Exposition " Les clandestines de l'histoire " à la galerie Barbier du 19 juin au 26 juillet 2025 © Galerie Barbier, Paris
Comment se passe votre travail de documentation pour retracer l’histoire de chaque personnage ? Est-ce qu’il est effectué bien en amont ou plutôt en parallèle de la création ?
Catel : Les deux, mais c’est d’abord en amont. Parce qu’un livre, c’est trois ans de travail en moyenne, et tout commence par une année de recherches. José-Louis lit tout : biographies, documents historiques… pour construire un scénario. De mon côté, je cherche tout ce qui est visuel : les visages, les costumes, les décors, les moyens de transport, les lieux selon les époques. C’est fondamental, car chaque projet est un vrai défi graphique.

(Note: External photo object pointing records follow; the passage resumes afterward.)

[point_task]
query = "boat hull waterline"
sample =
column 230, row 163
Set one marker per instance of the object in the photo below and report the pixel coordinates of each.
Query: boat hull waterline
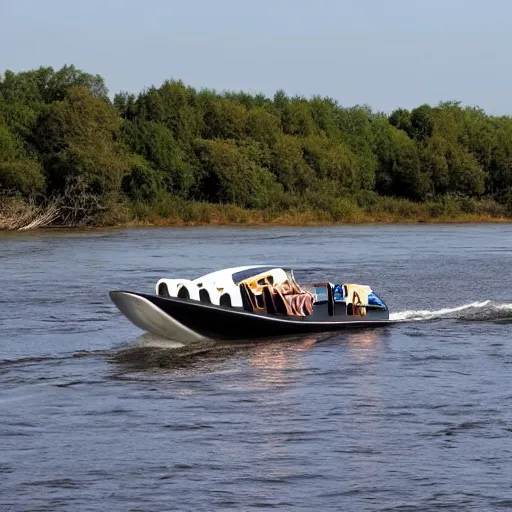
column 186, row 320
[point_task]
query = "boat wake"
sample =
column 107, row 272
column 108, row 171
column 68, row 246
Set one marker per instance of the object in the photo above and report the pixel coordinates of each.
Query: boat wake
column 475, row 311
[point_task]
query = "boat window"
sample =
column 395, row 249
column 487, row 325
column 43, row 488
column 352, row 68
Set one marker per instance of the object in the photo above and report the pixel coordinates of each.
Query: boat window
column 163, row 291
column 246, row 274
column 183, row 293
column 225, row 300
column 204, row 296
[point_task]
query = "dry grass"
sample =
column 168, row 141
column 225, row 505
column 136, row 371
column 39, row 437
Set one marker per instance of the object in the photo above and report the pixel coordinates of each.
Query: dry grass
column 19, row 215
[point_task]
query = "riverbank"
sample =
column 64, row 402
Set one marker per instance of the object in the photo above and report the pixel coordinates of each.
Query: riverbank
column 17, row 214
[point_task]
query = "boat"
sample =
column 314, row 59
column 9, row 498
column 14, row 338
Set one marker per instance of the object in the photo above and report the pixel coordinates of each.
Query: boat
column 249, row 302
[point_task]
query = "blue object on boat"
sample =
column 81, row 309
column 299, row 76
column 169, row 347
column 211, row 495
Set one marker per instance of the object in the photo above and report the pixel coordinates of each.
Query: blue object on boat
column 374, row 300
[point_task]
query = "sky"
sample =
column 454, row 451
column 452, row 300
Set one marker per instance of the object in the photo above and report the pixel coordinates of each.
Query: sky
column 382, row 53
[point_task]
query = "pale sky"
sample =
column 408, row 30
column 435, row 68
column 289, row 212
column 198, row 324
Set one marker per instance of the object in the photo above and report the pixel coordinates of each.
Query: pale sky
column 384, row 53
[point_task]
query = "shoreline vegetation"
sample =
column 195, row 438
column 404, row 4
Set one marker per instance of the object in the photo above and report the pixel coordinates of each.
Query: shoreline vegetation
column 70, row 156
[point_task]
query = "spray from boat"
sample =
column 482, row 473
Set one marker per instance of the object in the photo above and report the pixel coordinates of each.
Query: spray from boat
column 475, row 311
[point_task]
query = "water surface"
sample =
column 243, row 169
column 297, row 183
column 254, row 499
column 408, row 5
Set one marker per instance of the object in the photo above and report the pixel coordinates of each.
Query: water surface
column 95, row 416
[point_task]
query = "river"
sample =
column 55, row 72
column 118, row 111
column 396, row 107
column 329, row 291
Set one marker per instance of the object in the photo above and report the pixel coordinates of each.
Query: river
column 96, row 416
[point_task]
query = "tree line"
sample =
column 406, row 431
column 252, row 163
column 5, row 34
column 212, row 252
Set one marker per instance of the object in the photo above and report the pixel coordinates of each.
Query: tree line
column 62, row 136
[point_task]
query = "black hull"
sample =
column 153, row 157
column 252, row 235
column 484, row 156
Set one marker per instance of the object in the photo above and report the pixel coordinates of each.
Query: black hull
column 218, row 322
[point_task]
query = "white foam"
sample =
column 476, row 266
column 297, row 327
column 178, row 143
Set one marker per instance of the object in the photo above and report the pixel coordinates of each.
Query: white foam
column 474, row 310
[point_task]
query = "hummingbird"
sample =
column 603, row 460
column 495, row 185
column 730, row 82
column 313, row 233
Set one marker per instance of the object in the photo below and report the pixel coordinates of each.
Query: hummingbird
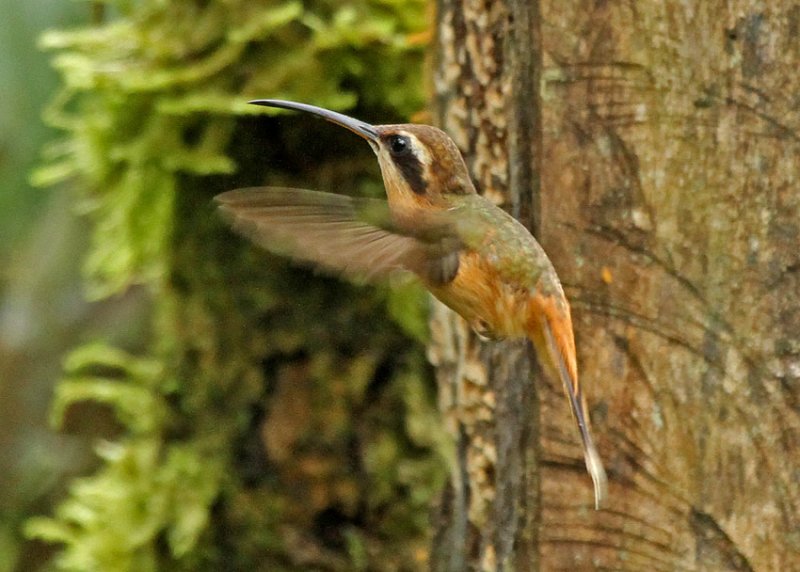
column 469, row 253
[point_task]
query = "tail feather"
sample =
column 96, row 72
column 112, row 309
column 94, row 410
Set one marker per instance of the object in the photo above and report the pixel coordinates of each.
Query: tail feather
column 569, row 378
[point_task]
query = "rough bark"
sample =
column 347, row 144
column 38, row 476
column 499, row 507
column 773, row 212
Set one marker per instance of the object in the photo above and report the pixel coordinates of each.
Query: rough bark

JL Bocquet : On commence toujours par établir la chronologie de vie du personnage. Elles naissent, elles meurent, et entre les deux… il se passe des choses ! On retrace les rencontres, les amitiés, le contexte social, politique, tout ce qui construit leur vie. Il y a les livres bien sûr, mais aussi des rencontres humaines. Pour Anita Conti, par exemple, on a eu la chance de travailler avec son fils, Laurent. Grâce à lui, on a accédé à des documents et souvenirs très intimes.
Catel : Et surtout, Laurent comprenait la bande dessinée, il connaissait ce médium, ce qui rendait les échanges plus fluides. Parfois, on nous voit comme des vulgarisateurs, ou on pense que la BD, c’est pour les enfants. Là, on a eu un accompagnement précieux, jusqu’à la remise du prix de l’Académie de Marine pour cet album. Ce qui montre que le regard sur la BD change.

Catel (gauche), Laurent Girault-Conti (milieu) et José-Louis Bocquet (droite) face aux travaux sur Anita Conti © Galerie Barbier, Paris
Est-ce qu’un parcours en particulier vous a davantage touchés ?
Catel : C’est comme demander à des parents quels enfants ils préfèrent ! Chacune de ces femmes nous construit. Ce sont des mères, des sœurs, des filles symboliques. Toutes sont des grandes humanistes à leur façon : Anita, pionnière de l’écologie ; Olympe de Gouges, défenseuse des droits de la femme ; Joséphine Baker, figure résistante…
JL Bocquet : Ce sont des voix qui nous parlent. Et en travaillant sur elles, on découvre encore plus que ce qu’on imaginait. Par exemple, Joséphine Baker : on la connaissait vaguement pour son image de scène, mais on ignorait son engagement auprès de Martin Luther King, sa tribu arc-en-ciel, sa lutte pour les droits civiques… Sa vie est une succession de péripéties du début à la fin !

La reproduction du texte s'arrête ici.